Increasing role of MECT in RT simulation
Nearly all patients treated with radiation therapy (RT) receive a computed tomography (CT) simulation scan for treatment planning purposes. Multi-energy CT (MECT) allows for the reconstruction of supplementary information during the CT simulation process, such as relative electron density and effective atomic number information, virtual monoenergetic images, and material decomposition. The additional information gained through MECT has the potential to aid in several aspects of the RT process.
Improving dose calculation accuracy through MECT imaging has been an area of interest for several RT modalities. Electron density and effective atomic number images provide a unique benefit for proton-therapy dose calculations, where the stopping power ratio is directly proportional to the effective atomic number . Effective atomic number information can also aid in dose calculation accuracy for low-energy brachytherapy, where the photo-electric interaction probability increases. In addition, virtual non-iodine images allow for the reconstruction of contrast and non-contrast images from a single CT acquisition, reducing uncertainties in dose calculation due to image registrations for images acquired separately and obviating the need for density overrides in areas of iodine uptake.

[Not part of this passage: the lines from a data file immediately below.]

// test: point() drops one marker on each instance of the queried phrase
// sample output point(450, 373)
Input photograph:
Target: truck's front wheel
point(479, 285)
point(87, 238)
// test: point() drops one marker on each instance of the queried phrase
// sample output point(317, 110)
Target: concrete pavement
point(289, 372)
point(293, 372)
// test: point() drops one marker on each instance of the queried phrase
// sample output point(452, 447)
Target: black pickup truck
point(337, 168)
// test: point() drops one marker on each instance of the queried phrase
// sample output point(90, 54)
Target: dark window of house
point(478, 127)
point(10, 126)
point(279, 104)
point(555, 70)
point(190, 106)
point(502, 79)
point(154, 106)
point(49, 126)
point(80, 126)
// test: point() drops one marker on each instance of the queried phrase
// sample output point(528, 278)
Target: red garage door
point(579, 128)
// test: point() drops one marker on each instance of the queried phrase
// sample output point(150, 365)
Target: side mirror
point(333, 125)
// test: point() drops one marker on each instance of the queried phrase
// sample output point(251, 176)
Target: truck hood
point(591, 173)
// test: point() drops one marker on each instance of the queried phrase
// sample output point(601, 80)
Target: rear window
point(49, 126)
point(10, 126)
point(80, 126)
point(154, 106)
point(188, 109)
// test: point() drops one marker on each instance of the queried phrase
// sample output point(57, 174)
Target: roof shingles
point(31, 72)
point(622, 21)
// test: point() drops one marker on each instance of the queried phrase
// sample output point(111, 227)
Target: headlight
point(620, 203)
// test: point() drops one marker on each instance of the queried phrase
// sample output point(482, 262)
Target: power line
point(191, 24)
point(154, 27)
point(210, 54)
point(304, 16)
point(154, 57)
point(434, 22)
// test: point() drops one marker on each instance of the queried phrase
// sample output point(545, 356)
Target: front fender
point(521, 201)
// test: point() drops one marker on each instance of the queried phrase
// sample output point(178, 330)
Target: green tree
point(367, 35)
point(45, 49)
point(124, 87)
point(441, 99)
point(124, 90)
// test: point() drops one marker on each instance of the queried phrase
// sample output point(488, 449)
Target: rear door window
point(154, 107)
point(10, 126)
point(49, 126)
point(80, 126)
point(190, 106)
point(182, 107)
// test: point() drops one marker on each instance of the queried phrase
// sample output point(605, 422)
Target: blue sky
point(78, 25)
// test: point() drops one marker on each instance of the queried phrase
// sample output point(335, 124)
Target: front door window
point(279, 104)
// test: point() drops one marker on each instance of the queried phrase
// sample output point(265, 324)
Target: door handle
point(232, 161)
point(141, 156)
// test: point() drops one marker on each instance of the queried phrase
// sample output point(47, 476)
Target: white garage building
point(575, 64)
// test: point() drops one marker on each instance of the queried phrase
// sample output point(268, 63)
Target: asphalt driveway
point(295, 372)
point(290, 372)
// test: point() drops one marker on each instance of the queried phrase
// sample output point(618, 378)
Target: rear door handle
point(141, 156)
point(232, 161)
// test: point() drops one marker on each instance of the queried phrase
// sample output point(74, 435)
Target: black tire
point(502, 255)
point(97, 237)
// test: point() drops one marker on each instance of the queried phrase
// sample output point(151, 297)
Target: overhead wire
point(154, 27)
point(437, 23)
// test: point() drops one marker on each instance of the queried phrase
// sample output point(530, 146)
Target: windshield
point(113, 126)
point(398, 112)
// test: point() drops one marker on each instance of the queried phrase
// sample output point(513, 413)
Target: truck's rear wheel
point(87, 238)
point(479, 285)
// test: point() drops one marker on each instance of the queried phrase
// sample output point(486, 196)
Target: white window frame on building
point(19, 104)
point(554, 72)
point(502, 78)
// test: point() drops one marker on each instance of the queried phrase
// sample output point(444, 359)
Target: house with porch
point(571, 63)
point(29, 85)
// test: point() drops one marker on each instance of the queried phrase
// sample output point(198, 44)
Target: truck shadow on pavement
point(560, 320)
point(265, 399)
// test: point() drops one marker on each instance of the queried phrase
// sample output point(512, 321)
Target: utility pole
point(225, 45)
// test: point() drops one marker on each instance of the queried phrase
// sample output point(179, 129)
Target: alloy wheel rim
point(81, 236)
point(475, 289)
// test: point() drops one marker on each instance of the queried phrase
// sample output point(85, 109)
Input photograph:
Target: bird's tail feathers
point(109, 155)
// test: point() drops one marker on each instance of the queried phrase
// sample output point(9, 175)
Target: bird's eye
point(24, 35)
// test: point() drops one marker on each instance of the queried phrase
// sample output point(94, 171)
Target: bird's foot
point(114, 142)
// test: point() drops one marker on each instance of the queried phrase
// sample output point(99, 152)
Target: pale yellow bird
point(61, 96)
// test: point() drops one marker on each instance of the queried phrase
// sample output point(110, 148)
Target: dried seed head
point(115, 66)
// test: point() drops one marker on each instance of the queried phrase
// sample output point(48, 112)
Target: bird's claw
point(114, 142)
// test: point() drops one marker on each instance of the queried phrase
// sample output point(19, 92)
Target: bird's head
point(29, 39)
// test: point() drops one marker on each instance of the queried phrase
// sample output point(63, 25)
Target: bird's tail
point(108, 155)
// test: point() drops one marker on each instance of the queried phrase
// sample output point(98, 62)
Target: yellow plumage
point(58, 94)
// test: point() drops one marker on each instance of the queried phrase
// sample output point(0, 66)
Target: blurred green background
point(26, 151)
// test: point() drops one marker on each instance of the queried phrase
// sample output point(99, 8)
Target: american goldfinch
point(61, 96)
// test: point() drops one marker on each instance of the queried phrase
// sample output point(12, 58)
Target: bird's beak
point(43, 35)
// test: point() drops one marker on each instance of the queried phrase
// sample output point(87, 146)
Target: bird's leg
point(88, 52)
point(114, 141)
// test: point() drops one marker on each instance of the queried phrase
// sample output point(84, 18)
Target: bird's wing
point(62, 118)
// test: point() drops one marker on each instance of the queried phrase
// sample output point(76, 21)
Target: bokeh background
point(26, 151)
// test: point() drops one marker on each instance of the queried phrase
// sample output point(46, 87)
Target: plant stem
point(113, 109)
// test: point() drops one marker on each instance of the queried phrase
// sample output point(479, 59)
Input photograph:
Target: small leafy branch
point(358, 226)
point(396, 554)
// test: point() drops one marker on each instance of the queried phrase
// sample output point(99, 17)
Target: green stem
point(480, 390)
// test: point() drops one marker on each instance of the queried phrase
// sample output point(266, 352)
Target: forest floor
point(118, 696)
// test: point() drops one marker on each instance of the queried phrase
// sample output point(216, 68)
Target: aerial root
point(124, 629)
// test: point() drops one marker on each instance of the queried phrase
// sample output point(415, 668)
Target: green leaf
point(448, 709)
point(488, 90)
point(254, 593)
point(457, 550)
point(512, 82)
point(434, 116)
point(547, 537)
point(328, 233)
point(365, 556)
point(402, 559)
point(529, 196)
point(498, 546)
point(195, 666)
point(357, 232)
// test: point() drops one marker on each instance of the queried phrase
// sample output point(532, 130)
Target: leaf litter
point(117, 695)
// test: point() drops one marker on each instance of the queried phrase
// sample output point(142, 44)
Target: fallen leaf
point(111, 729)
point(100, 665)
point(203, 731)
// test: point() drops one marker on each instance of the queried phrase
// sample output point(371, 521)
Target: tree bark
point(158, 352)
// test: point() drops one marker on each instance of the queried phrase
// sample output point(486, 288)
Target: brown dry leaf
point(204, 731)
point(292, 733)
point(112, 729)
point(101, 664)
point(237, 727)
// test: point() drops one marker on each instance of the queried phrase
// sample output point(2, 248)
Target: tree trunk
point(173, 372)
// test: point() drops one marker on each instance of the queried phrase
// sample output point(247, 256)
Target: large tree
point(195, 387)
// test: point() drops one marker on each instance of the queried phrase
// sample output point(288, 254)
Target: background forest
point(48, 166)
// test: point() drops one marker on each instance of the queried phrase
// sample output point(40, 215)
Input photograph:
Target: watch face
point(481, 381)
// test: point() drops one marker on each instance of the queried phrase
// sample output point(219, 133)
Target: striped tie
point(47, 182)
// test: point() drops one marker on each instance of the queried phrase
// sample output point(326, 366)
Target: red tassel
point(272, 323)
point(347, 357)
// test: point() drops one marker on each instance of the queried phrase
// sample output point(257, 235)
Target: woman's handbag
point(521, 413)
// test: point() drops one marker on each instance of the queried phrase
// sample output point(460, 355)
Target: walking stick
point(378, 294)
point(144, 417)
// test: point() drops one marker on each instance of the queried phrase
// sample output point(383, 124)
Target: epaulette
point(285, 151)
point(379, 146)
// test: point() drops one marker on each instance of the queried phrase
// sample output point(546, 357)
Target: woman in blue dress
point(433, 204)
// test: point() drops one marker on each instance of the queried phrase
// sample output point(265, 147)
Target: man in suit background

Visualization of soft tissue disease can be challenging with conventional CT imaging. MECT virtual monoenergetic images (VMIs) allow for the optimization of the beam energy for visualization purposes. Low-energy VMIs can help delineate tumor from healthy parenchyma, particularly in areas of iodine uptake . Several studies have also demonstrated improvements in contrast to noise ratios for organs at risk. Conversely, high-energy VMIs benefit from lower image noise and a reduction in image artifacts caused by metals and beam hardening. In addition, several studies have demonstrated improvements in prediction models when incorporating multiple MECT images. Changes in texture features and radiomics analysis across multiple MECT images may reflect tissue-specific characterizations and improve treatment response assessment .
An example of virtual monoenergetic images reconstructed for a patient who was treated for metastatic rectal adenocarcinoma. The low-energy images, demonstrate greater contrast between areas of differentiating iodine uptake, such as the tumor and surrounding liver parenchyma.
Functional tissue segmentation is another critical complement to improving quality of care for RT patients. MECT images can provide visualization of functional tissue for several organs including lung, liver, and bone marrow. Late-phase iodine maps can highlight areas of non-functioning liver due to low hepatic venous outflow caused by scarred or fibrotic tissue . Material quantification of iodine and xenon gas can aid in the delineation of areas of highly perfusing and ventilating lung, respectively . Virtual non-calcium images allow for the visualization of active marrow, which can serve to reduce hematotoxicites for pelvic patients receiving concurrent chemoradiation . As multi-energy CT technology continues to advance and more radiotherapy clinics adopt this technology, the role of MECT in RT simulation is likely to continue to expand and improve the quality of patient care.